Now the testsuite will do a svn checkout (of kdesupport at this point as
I feel it is most likely to hang out in svn) before running tests on
functions requiring a svn source directory. The checkout is constrained
to avoid checking out any files or referencing any external svn
checkouts and is only run when running the test suite, so hopefully this
doesn't represent any significant load on the KDE svn servers.
In addition the base directory for all operations is under a temporary
directory, cleaned up when the test suite completes. Right now the
temporary directory is created under the normal temp dir (/tmp on my
system), the Temp::File docs seem to indicate this can be changed by
specifying DIR => /path/to/dir when running tempdir() if desired.

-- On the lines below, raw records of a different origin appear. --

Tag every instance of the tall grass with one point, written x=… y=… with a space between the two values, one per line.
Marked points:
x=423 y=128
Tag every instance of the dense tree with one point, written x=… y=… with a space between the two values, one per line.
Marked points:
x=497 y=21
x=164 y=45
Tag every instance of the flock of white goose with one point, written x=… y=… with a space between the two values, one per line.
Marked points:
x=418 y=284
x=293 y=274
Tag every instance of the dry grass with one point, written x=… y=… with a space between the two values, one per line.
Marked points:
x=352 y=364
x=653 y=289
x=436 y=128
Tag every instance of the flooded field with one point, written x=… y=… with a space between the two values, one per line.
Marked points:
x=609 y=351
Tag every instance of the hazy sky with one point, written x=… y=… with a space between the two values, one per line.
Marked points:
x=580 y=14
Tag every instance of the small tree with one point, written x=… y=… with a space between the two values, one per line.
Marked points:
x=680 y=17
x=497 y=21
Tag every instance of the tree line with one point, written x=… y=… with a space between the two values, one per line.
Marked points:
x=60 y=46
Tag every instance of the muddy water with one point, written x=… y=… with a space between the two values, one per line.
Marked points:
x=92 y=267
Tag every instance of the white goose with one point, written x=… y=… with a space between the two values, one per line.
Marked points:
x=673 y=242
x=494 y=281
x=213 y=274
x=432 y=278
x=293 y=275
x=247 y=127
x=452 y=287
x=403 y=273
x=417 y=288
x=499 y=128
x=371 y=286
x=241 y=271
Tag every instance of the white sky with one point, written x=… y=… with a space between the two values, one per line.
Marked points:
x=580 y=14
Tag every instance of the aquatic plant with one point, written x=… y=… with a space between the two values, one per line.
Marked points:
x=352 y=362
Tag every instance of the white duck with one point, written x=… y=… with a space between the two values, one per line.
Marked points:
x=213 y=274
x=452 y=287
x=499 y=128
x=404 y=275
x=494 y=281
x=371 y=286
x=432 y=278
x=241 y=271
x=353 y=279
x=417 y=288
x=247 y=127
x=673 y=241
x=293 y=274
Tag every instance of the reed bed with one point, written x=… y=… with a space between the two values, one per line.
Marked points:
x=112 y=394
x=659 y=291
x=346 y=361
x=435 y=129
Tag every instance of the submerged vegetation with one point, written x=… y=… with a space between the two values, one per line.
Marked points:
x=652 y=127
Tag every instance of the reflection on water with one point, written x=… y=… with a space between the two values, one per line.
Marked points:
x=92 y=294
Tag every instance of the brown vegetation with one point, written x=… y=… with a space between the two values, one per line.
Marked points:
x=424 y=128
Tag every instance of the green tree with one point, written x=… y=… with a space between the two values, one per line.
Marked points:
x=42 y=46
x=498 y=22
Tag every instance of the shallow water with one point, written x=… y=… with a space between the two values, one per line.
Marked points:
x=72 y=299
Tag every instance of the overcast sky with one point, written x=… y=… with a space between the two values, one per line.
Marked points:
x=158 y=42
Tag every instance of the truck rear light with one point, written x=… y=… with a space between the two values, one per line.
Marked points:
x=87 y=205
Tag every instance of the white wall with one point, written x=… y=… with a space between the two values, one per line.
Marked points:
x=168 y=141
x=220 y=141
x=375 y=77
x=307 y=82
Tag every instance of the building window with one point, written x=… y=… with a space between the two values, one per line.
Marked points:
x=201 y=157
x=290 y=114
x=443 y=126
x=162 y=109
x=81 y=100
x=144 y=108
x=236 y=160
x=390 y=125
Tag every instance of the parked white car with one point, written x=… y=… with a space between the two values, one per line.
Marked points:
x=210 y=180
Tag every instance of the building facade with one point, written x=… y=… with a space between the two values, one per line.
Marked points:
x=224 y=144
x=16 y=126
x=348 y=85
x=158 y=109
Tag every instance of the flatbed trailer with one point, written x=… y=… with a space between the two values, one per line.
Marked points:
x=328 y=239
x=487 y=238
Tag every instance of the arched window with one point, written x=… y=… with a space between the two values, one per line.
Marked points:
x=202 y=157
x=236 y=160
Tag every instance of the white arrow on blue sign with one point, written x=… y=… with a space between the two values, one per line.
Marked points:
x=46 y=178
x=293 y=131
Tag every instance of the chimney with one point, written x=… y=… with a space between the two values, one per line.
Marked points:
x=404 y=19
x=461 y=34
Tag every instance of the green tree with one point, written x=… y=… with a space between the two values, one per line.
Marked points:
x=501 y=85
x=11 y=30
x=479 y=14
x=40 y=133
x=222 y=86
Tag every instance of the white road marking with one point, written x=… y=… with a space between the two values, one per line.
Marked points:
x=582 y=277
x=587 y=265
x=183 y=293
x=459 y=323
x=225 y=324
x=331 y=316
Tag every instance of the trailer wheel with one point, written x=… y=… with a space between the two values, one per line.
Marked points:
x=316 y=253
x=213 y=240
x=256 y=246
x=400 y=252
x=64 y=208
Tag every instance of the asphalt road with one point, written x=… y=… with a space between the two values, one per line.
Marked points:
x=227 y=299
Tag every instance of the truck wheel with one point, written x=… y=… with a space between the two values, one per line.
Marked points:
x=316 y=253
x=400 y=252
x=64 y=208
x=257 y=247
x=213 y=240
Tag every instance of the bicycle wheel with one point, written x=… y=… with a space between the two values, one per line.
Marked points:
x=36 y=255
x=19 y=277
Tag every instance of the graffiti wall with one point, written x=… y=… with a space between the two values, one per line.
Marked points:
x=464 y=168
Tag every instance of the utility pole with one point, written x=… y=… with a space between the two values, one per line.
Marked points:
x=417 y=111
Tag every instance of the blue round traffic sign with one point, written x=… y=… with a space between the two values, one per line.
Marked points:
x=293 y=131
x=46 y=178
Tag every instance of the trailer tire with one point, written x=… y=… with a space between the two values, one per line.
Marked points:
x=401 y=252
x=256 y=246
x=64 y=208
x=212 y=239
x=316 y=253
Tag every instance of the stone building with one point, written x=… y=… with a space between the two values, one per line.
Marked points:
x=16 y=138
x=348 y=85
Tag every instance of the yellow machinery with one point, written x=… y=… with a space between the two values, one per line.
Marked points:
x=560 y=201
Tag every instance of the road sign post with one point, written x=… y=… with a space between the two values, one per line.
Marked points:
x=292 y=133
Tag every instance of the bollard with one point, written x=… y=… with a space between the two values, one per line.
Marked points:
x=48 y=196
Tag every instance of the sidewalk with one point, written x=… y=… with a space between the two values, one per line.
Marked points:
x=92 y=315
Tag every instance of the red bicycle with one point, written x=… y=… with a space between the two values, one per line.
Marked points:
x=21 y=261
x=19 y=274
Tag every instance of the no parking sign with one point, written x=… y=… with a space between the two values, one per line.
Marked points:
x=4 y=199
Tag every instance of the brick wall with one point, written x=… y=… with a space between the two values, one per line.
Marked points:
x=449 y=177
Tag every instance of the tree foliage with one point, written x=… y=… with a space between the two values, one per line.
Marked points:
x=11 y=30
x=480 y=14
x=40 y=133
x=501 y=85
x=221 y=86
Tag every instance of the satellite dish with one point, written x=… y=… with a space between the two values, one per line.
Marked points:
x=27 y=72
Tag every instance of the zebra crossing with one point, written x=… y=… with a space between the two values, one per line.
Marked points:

Finally, I ended up adding a test for the directory creation function in
the process of testing the test suite, which I left it because it's a
good idea anyways.
All tests pass on my system now with these changes, hopefully that will
be the case elsewhere.
1) updateModulePhases is supposed to act mostly like a
functional-language type of function, where it returns a filtered list
based on the input list. However, since every element in the list is a
reference to an object, doing a copy-then-modify still means you're
working on the original object. For now I solve it just be cloning the
entire input list, but I'll probably want to add a real copy-ctor or
clone method in the future. Not many functions handle Module objects yet
so this seems to be the only case requiring a change. This was found
when trying to add a test case for:
2) Ensure that using --no-src at the command line doesn't also clear out
the build/install phases (as is supposed to happen when e.g.
manual-update is specified in the rc file).
kdesrc-build-test.pl has always given me a warning about redefining
some note subroutine. Turns out Test::More includes a subroutine called
note, but we don't need it, so exclude it.